5.2.1 Validation of Effectiveness

In the first experiment, we mainly verify the effectiveness of b-SARSA(\(\lambda \)). The number of successful explorations of an algorithm is used as the standard to compare their convergency rate. The discount cumulative reward received by each algorithm is counted to represent the learning effect.

As shown in Fig. 1(a), b-SARSA(\(\lambda \)) has several superiority compared with other two algorithms. Compared to multi-SARSA, the b-SARSA(\(\lambda \)) algorithm has higher cumulative reward value. The multi-SARSA learns in the MDP model that judges the current state of environment without comprehensive understanding of the environment, while the POMDP computes and analyzes the environment based on belief states. Although multi-agent mechanism can accelerate the convergency rate in multi-SARSA, it obtains less reward value than b-SARSA(\(\lambda \)) in POMDP. On the other hand, in the same POMDP environment, b-SARSA(\(\lambda \)) has faster convergence rate than TL. The reason mainly lies in the introduction of eligibility traces in b-SARSA(\(\lambda \)), which can optimize current action with experience from past decisions to accelerate the learning rate.

Fig. 1.
figure 1

(a) Validation of effectiveness (b) Validation of adaptability

5.2.2 Validation of Adaptability

Service QoS attributes may change in a dynamic web service environment. Therefore, this experiment mainly studies the adaptability of b-SARSA(\(\lambda \)). We allow 10 %, 15 % and 20 % of changes on the QoS values of a fixed number of candidate services during the learning process to simulate the dynamic environment. Also, we set QoS fluctuations between the 2000th episode and 2500th episode to enhance comparison. Figure 1(b) presents the experiment results. We can see that the b-SARSA(\(\lambda \)) algorithm converges finally in spite of the changes of the QoS, with just different convergence time. Even for huge QoS fluctuations, the reward values temporary decline, but the algorithm will relearn the current strategy and generate a new optimal strategy for the new environment. Therefore, the b-SARSA(\(\lambda \)) algorithm can handle the changes and find the optimal strategy adaptively.

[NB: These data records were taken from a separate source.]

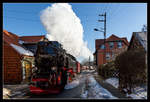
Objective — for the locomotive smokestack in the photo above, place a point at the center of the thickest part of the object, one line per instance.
(64, 26)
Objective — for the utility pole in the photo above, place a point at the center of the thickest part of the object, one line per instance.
(104, 33)
(89, 62)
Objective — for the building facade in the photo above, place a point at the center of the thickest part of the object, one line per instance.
(107, 52)
(17, 59)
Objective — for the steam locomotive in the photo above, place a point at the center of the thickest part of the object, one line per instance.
(54, 68)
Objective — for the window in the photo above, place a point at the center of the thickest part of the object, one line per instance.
(102, 46)
(119, 44)
(111, 45)
(107, 56)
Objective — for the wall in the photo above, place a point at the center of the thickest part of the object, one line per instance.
(101, 57)
(12, 72)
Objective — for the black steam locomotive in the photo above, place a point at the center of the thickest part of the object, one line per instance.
(53, 68)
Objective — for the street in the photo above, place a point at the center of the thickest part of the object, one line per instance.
(84, 86)
(66, 93)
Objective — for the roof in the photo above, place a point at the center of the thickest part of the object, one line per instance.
(142, 38)
(9, 37)
(113, 37)
(13, 40)
(31, 39)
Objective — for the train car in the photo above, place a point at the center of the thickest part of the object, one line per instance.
(54, 68)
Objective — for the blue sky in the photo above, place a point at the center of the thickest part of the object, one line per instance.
(23, 19)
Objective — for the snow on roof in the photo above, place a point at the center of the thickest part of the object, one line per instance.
(21, 50)
(142, 36)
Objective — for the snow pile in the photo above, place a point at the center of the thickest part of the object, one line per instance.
(113, 81)
(21, 50)
(95, 91)
(72, 84)
(6, 93)
(63, 25)
(139, 93)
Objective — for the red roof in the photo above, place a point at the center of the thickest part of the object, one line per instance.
(31, 39)
(111, 38)
(9, 38)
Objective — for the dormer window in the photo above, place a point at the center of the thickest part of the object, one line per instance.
(102, 46)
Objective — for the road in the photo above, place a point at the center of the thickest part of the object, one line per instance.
(66, 93)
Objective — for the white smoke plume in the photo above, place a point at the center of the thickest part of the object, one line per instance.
(64, 26)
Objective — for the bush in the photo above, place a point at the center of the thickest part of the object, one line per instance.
(132, 68)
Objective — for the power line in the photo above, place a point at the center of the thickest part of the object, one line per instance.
(23, 19)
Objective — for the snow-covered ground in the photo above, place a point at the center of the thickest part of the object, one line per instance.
(139, 92)
(10, 91)
(94, 90)
(113, 81)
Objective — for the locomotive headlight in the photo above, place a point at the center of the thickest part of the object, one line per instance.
(46, 84)
(53, 68)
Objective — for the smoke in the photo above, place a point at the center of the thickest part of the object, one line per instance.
(64, 26)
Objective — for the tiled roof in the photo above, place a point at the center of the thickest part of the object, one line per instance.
(31, 39)
(113, 37)
(9, 37)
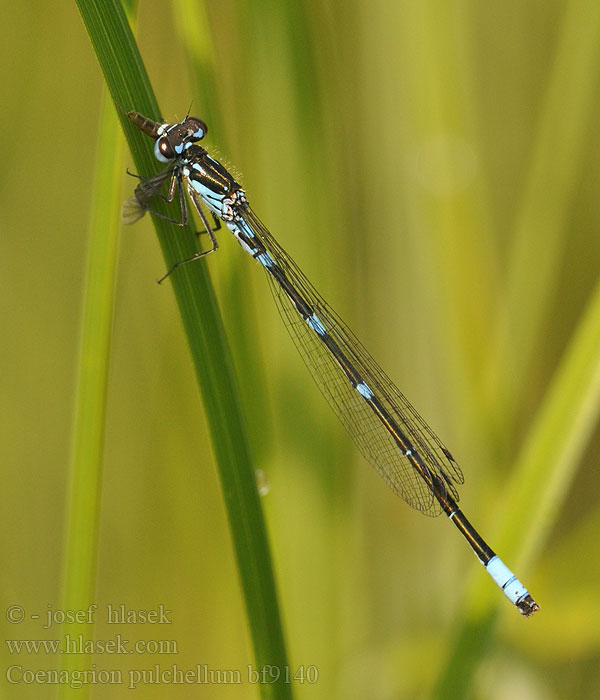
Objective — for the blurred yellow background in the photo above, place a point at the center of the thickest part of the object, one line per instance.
(432, 167)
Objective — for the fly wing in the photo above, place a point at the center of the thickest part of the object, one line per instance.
(138, 204)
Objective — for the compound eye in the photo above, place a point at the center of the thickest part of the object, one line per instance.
(163, 150)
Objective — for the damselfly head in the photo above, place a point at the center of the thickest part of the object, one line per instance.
(174, 139)
(171, 139)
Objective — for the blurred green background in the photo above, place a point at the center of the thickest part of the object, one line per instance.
(432, 167)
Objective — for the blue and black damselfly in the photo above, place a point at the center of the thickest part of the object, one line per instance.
(382, 423)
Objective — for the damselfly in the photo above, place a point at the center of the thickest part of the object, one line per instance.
(382, 423)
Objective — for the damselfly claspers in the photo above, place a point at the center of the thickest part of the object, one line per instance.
(382, 423)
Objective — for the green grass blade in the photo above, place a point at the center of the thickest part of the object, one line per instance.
(557, 156)
(128, 83)
(537, 491)
(89, 423)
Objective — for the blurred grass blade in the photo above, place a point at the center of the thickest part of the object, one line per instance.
(128, 83)
(540, 236)
(535, 494)
(88, 429)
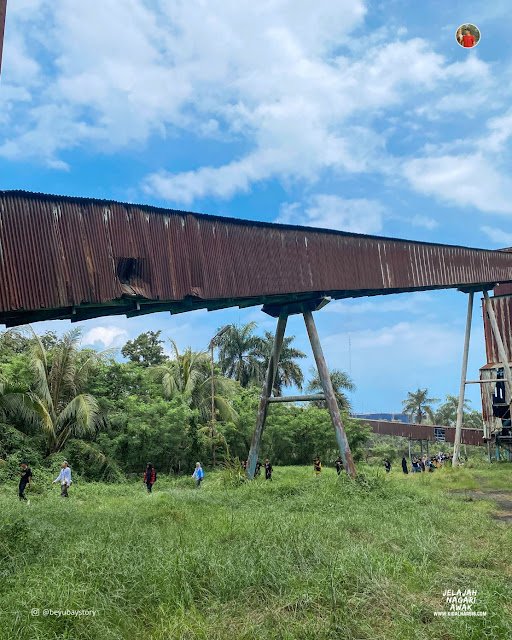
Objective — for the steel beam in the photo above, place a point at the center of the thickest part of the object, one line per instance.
(265, 394)
(501, 347)
(462, 387)
(330, 398)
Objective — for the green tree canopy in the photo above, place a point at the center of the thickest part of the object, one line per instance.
(288, 371)
(240, 354)
(341, 382)
(146, 350)
(418, 406)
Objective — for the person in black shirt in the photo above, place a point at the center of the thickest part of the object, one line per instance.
(26, 477)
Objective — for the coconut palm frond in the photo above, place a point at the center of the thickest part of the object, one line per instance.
(225, 409)
(80, 417)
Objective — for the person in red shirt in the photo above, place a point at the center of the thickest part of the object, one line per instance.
(149, 477)
(468, 40)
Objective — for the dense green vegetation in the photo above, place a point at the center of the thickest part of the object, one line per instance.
(299, 557)
(109, 418)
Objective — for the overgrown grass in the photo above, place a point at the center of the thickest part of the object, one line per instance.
(298, 557)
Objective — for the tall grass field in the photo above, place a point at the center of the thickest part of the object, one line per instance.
(299, 557)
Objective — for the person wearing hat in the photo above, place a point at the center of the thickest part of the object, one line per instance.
(198, 474)
(26, 478)
(64, 478)
(149, 477)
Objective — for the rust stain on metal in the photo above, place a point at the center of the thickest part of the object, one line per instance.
(423, 431)
(502, 306)
(79, 258)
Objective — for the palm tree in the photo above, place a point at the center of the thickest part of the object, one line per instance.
(288, 371)
(340, 382)
(240, 354)
(417, 406)
(55, 403)
(447, 413)
(188, 375)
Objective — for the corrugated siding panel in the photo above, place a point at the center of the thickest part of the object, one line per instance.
(502, 306)
(57, 253)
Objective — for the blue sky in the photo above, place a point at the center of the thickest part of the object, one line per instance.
(360, 116)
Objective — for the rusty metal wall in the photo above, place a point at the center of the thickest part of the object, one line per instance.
(502, 306)
(3, 9)
(491, 423)
(423, 431)
(70, 258)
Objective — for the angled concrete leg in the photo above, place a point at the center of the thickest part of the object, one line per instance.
(265, 394)
(462, 388)
(330, 398)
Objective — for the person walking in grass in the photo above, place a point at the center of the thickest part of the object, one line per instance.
(198, 474)
(149, 477)
(64, 478)
(26, 479)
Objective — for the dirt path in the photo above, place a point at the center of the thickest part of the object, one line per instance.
(503, 500)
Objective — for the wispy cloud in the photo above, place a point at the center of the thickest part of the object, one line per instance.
(357, 215)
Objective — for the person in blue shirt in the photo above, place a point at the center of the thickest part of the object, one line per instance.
(198, 474)
(64, 478)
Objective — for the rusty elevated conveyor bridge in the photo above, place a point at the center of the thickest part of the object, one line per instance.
(78, 258)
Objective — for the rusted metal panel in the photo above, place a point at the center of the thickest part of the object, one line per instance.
(423, 431)
(3, 10)
(502, 306)
(79, 258)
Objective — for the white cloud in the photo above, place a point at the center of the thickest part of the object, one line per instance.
(467, 179)
(423, 221)
(357, 215)
(109, 75)
(109, 336)
(498, 236)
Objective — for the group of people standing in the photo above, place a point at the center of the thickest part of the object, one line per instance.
(423, 463)
(26, 475)
(149, 477)
(257, 470)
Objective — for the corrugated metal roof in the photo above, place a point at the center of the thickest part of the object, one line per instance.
(502, 307)
(64, 257)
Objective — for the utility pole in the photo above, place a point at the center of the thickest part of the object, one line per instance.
(212, 344)
(462, 388)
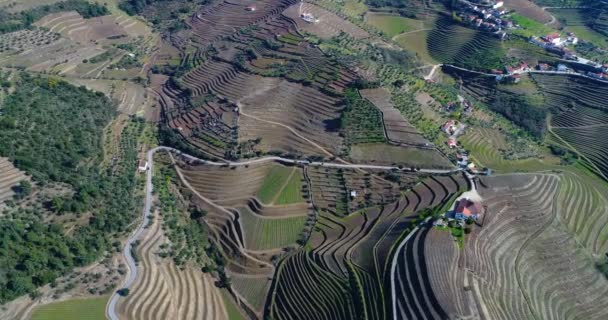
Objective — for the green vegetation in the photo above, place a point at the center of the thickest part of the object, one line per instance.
(101, 57)
(184, 227)
(452, 43)
(274, 181)
(361, 121)
(268, 233)
(530, 26)
(519, 110)
(292, 192)
(22, 20)
(231, 308)
(53, 131)
(392, 25)
(75, 309)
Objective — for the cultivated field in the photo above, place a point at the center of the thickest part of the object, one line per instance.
(357, 245)
(396, 127)
(529, 9)
(392, 25)
(406, 156)
(76, 309)
(509, 266)
(328, 24)
(163, 290)
(580, 117)
(9, 177)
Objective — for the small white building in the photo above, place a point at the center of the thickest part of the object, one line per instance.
(143, 166)
(498, 4)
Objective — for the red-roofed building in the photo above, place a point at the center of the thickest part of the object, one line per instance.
(452, 143)
(449, 126)
(466, 209)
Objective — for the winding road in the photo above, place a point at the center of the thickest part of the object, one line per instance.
(132, 271)
(473, 190)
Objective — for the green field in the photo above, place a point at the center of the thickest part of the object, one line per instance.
(273, 183)
(531, 26)
(292, 192)
(269, 233)
(387, 154)
(415, 42)
(76, 309)
(231, 308)
(392, 25)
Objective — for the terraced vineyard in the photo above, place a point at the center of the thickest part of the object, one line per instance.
(580, 117)
(163, 290)
(452, 43)
(512, 263)
(245, 86)
(349, 257)
(9, 177)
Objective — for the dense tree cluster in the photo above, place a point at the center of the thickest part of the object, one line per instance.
(519, 110)
(53, 131)
(24, 19)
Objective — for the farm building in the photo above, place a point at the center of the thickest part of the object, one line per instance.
(143, 166)
(553, 38)
(452, 143)
(517, 69)
(450, 126)
(466, 209)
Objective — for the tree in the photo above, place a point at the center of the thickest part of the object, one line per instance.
(123, 292)
(23, 189)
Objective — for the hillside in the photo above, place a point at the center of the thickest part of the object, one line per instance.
(321, 159)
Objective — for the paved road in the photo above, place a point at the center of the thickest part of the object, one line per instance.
(569, 73)
(132, 267)
(471, 179)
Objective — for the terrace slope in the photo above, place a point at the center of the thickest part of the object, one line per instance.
(523, 221)
(9, 177)
(163, 290)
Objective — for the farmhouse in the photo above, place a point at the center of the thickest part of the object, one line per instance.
(522, 67)
(450, 126)
(452, 143)
(466, 209)
(543, 67)
(143, 166)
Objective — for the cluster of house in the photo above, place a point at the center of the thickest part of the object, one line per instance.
(488, 17)
(464, 210)
(452, 128)
(511, 74)
(555, 42)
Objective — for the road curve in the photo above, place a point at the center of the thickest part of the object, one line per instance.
(132, 267)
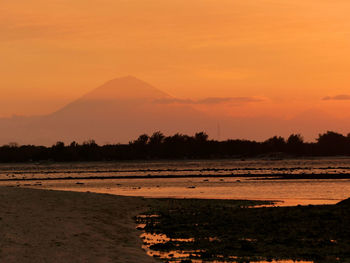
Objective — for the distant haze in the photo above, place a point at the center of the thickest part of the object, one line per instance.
(123, 108)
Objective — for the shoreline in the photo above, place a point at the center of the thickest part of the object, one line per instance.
(62, 226)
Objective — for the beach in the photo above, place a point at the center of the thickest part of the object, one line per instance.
(61, 226)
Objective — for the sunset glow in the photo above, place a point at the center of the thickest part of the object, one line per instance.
(287, 58)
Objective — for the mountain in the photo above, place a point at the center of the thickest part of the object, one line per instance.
(118, 111)
(122, 109)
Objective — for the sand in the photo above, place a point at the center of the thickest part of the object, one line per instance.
(57, 226)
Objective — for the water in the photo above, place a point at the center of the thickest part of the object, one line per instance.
(220, 179)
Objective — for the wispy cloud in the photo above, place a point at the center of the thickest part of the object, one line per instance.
(337, 97)
(210, 100)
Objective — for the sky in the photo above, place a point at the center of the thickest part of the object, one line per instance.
(284, 57)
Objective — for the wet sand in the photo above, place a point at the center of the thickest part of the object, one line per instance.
(58, 226)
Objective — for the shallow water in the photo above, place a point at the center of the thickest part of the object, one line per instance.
(211, 185)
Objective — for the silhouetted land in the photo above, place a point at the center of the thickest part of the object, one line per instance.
(179, 146)
(225, 229)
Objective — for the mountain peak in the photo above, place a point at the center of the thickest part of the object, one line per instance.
(127, 87)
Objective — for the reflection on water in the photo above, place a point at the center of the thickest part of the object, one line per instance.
(176, 168)
(291, 192)
(193, 256)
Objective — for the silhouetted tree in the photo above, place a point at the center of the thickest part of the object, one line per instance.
(295, 144)
(141, 140)
(156, 138)
(201, 137)
(332, 143)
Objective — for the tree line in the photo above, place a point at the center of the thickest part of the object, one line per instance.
(179, 146)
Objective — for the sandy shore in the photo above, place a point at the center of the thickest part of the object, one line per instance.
(56, 226)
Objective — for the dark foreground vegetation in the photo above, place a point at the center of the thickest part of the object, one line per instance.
(179, 146)
(223, 230)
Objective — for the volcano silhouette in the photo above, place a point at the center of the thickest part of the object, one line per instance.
(118, 111)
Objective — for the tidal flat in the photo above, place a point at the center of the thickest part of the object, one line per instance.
(194, 230)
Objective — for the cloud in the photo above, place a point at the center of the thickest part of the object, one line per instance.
(337, 97)
(209, 101)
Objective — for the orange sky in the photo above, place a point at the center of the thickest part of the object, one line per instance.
(289, 54)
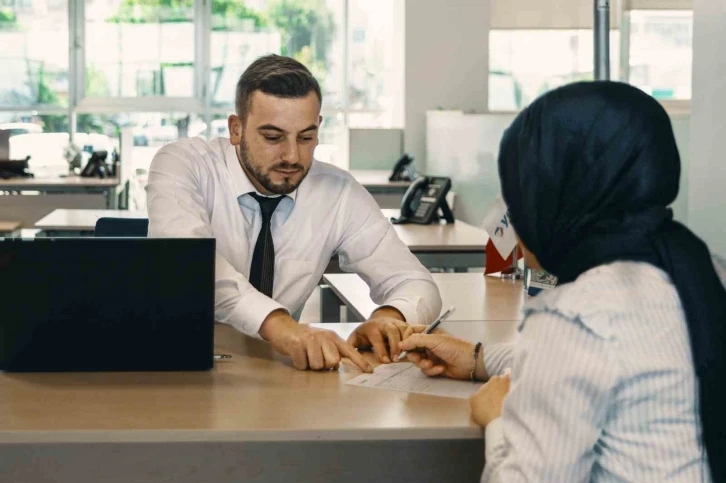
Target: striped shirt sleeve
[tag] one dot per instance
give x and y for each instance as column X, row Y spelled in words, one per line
column 563, row 374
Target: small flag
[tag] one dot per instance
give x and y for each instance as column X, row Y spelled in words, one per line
column 502, row 238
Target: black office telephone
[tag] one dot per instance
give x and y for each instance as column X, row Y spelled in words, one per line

6 Conclusions and Future Directions

In a dynamic service composition environment, the services’ internal states and their QoS behaviors may be unpredictable and opaque. As a result, the available information for agents can be implicit. Therefore, this paper presents a reinforcement learning algorithm based on a POMDP model to address the non-observability issue in service composition, which utilizes the partially observed information to make decisions. By introducing the belief state, which presents the probability distributions over all states, the POMDP model can be converted into a belief MDP model. We also introduce the SARSA(\(\lambda \)) algorithm to run in a belief MDP, which combines the on-policy SARSA algorithm with the concept of multi-step prediction from eligibility traces. The algorithm can achieve better learning efficiency while enhancing the adaptability. The experiments validate the effectiveness and superiority of our approach in an incomplete information environment.